The second was a long-running series by Bruce Heard in Dragon magazine called "The Voyage of the Princess Ark." It ran, if memory serves, roughly around the 150s through the late 190s or early 200s of Dragon and detailed a sky-ship and her crew sailing across the continent and detailing the strange and exotic cultures they met on their travels. It was what the kids today call mostly "fluff", with only scant game mechanics once in a while to detail a new monster, race, or magic item. And even though I wasn't playing the Known World, I loved those articles. They're so creative and full of ideas and inspiration far beyond what the Tolkien-clone AD&D game worlds were doing at the time.
And I think that's probably one of the Known World's best legacies. As James over at Grognardia pointed out quite a while ago, the fact that the B/X D&D line was pretty much being ignored by the suits at TSR at the time meant that the game developers who took it under their wing could come up with really creative stuff that pushed the boundaries of what we typically think of when we think "fantasy."
My World of Samoth thanks them for that.
Anyone else here love the Known World as much as me? What were your experiences?
Absolutely!
ReplyDeleteBack in the day the Known World was my world. When I went to high school my new DM was using Greyhawk so we merged our worlds into one larger one.
Many years later I found a map drawn by chatdemon that was very close to what we had done.
You can read all my "Mystoerth" posts here, http://timbrannan.blogspot.com/search/label/Mystoerth
I liked those Princess Ark articles in Dragon a lot back in the day. But I was so indoctrinated into AD&D that I really didn't know what to make of the D&D products at the time. Since then, I've considered the Known World from time to time as a campaign world for a game. Hey, didn't that Red Steel setting for AD&D use the Savage Coast from the Known World?
ReplyDeleteI never played in the setting, nor did I read any of the gazetteers, but I did own the Rules Cyclopedia, which had some maps from the Known World in the back, and they were always fascinating, as they revealed an expansive setting that wasn't one of the big boxed ones with which I was more familiar.
ReplyDelete@Tim - thanks so much for commenting! I checked out your first link (the "absolutely" one) and that is just awesome. I'm looking forward to taking some time over the next few days to read more about your Mystoerth world. Have you actually used it in your games? It sounds really cool.

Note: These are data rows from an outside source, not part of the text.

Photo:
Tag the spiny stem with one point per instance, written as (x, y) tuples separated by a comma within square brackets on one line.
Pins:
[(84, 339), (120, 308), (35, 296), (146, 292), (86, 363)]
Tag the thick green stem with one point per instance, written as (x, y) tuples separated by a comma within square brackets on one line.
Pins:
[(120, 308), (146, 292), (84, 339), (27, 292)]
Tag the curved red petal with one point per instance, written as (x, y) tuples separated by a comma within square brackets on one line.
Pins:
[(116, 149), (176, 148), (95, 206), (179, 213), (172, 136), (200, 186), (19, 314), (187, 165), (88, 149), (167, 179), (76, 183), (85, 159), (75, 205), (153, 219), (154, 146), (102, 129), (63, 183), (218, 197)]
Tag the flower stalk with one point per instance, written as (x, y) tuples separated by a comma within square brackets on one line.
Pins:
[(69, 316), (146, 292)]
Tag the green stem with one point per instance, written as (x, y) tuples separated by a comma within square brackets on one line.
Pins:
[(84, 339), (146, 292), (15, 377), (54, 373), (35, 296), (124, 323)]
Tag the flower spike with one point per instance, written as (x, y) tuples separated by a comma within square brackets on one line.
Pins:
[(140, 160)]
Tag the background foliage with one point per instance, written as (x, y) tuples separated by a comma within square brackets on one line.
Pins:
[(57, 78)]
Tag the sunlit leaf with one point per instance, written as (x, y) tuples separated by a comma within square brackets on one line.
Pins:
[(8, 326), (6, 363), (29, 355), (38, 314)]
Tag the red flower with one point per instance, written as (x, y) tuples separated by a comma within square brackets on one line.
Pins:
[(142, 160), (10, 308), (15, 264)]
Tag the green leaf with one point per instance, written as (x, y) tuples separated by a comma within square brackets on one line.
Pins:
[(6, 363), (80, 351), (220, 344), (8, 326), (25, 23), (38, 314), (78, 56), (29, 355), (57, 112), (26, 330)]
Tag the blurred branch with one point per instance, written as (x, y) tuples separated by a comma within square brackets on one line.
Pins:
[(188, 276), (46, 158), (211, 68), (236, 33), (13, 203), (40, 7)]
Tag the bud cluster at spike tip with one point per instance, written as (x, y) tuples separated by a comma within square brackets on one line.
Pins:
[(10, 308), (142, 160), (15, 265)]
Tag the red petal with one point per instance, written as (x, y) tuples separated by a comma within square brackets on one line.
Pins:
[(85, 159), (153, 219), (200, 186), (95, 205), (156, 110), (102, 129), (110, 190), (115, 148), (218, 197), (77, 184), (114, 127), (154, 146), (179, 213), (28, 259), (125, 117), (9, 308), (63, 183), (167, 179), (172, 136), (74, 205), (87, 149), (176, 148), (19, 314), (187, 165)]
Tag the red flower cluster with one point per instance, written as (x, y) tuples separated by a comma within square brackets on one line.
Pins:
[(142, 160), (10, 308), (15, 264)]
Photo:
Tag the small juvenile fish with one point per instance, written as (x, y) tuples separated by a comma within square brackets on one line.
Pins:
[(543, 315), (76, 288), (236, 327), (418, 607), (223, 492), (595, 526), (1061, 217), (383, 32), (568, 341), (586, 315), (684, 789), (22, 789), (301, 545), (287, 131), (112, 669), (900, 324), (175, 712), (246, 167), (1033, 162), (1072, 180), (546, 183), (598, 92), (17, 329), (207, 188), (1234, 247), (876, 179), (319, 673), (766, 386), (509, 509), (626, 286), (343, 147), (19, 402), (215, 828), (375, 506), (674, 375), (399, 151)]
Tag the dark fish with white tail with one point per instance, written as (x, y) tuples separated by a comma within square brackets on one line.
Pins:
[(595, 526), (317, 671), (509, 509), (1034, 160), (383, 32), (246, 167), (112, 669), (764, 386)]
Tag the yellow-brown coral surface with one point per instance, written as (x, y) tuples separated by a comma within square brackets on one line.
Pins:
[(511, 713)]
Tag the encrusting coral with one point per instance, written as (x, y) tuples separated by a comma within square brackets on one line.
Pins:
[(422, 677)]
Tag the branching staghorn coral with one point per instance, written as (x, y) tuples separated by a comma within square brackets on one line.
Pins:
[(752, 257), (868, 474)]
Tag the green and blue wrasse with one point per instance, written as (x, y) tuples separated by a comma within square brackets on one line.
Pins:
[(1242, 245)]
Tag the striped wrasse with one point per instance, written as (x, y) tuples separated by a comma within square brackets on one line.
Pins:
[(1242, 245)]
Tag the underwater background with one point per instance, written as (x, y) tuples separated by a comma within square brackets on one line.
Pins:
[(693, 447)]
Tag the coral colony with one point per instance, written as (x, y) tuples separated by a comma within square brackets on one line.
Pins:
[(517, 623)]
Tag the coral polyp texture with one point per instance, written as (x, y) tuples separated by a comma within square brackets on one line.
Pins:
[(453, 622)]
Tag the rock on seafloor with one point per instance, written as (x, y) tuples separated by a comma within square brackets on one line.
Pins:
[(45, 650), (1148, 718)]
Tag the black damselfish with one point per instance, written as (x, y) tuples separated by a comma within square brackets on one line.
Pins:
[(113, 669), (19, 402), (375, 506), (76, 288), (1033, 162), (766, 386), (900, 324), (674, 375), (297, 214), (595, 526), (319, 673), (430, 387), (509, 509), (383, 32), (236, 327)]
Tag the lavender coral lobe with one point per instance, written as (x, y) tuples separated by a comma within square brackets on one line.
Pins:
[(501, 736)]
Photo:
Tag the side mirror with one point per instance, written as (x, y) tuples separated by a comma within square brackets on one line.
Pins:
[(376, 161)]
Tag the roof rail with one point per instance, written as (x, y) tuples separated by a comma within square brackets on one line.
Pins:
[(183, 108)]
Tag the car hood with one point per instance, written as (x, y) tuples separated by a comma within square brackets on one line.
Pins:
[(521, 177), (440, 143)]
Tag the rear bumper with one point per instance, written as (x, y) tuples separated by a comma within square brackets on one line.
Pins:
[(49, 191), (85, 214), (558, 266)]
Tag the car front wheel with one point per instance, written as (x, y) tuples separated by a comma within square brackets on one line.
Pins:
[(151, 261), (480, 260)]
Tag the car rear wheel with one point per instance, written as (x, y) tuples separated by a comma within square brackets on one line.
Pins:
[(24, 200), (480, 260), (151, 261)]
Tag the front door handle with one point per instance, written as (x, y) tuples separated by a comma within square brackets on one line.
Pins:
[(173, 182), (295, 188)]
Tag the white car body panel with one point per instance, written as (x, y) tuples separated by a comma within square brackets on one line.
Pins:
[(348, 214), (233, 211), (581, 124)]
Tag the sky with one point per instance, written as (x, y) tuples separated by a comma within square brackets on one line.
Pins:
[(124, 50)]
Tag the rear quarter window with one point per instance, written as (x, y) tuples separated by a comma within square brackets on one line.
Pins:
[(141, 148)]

ReplyDelete@Drance - Yes, Red Steel was part of the Savage Coast, which was largely the area described in the "Princess Ark" series. Oddly enough, my FLGS has a shrink-wrapped Red Steel box set sitting in their used section. It's been there for at least a year. I've often toyed with buying it (I think it's like $10 or $15), but I do have to watch my money and more importantly, my space.
@Kelvin - The Gazetteers were some of the best products that TSR put out during that period, in my opinion. I never got the Rules Cyclopedia - I'm curious how the map for the Known World in that book differs from the one I posted above, which is out of X1.